The problem is that as inventive as these are, what begin as enjoyable riffs become entangled in the shaggy dog plotting that never entirely convinces. Whereas the Berlin sequence has a real tension, as the young horny Loeser wilfully ignores the growing Nazi presence, the Paris sequence is just a comic turn, as Loeser helps an American con man sew "monkey gonads" onto unsuspecting rich women's necks, in the hope for longer lives. The American section, which takes up so much of the book, quickly becomes loose, somewhat nonsensical and paranoid, where a vast cast of characters - including quite a few displaced Berliners - role in and out of an overly complex story that sees Beauman losing his way somewhat. The riffs and the clever-clever juxtapositions from earlier in the novel are buried under pages of crass dialogue and over-exposition. By the time Loeser meets Adele again (she's sensibly changed her surname) both him and us have lost interest. Loeser's main interest now is recovering a dirty book that he lost on the way over; meeting his hero the novelist Stent Mutton; and somehow staging his Lavicini play at long last.

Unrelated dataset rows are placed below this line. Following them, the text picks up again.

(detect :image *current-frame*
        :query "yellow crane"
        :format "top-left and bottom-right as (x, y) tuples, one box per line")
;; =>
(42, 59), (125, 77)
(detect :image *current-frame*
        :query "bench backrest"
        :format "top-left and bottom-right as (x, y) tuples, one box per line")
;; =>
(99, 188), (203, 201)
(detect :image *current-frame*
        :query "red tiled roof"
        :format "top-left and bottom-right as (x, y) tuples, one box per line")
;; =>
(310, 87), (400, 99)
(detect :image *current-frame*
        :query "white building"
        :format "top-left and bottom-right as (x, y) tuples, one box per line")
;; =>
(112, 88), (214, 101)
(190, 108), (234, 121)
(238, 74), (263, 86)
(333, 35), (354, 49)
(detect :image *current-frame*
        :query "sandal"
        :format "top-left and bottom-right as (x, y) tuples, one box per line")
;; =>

There's much to praise in the novel, but there's also so much slackness (and some woeful editing at times) as Beauman gets tied up in knots with the ridiculousness of his plot. The characters we meet in Los Angeles are all grotesques, and maybe this is the J.K.Rowling generation coming of age, but its as if he can't resist any half-hearted joke, or possible digression that comes along. The irony about the breakneck speed and confidence of his writing, is that it doesn't stop to realise how leaden it has become.

New characters come in and take over the narrative and the book feels like a series of long shorts hung together - a bit like Adam Robert's adolescent steampunk comedy "Swiftly" - by an almost random picaresque. Compare with the brilliant "The Sisters Brothers", and Beauman's book feels adolescent, rushed, and trying too hard to please. It's been well received, and for a certain type of reader wanting something that fills that previously unfilled need for something that's both Pynchon and Python, I guess I can see the appeal. Oddly enough, for all its pyrotechnics, the writing is somewhat old-fashioned. At times it comes across like one of the hoary seventies comedies by Guy Bellamy (or even Leslie Thomas' ribald The Virgin Soldiers) albeit with a baroque imagination which is all Beaumans. In the L.A. segment it hardly comes close to the brilliance of James Robert Baker's "Boy Wonder" and "Fuel Injected Dreams" though it attempts something of their wild brio.

The ending(s) when they eventually come, are a bit of relief, and rescue the novel somewhat from its own failings - offering several conclusions to the story that tie things up or make some kind of sense. There's enough in the book to make you think that Beauman is making some comments on our sense of history, the McGuffin that is the Teleportation device, offering an excuse for any numbers of fractures in the narrative, even as he tells the story somewhat straight. More a smorgasbord than a coherent meal, his appearance on Granta's Best of Young British novelist lists is perhaps more surprising because of riffiness of his prose, which disappointed me, than the fecundness of his imagination, which - one feels - employed in shorter doses will come up with much to recomment it in the future.

Joe Dunthorne liked it a lot more than I did, if you want to find an alternate view.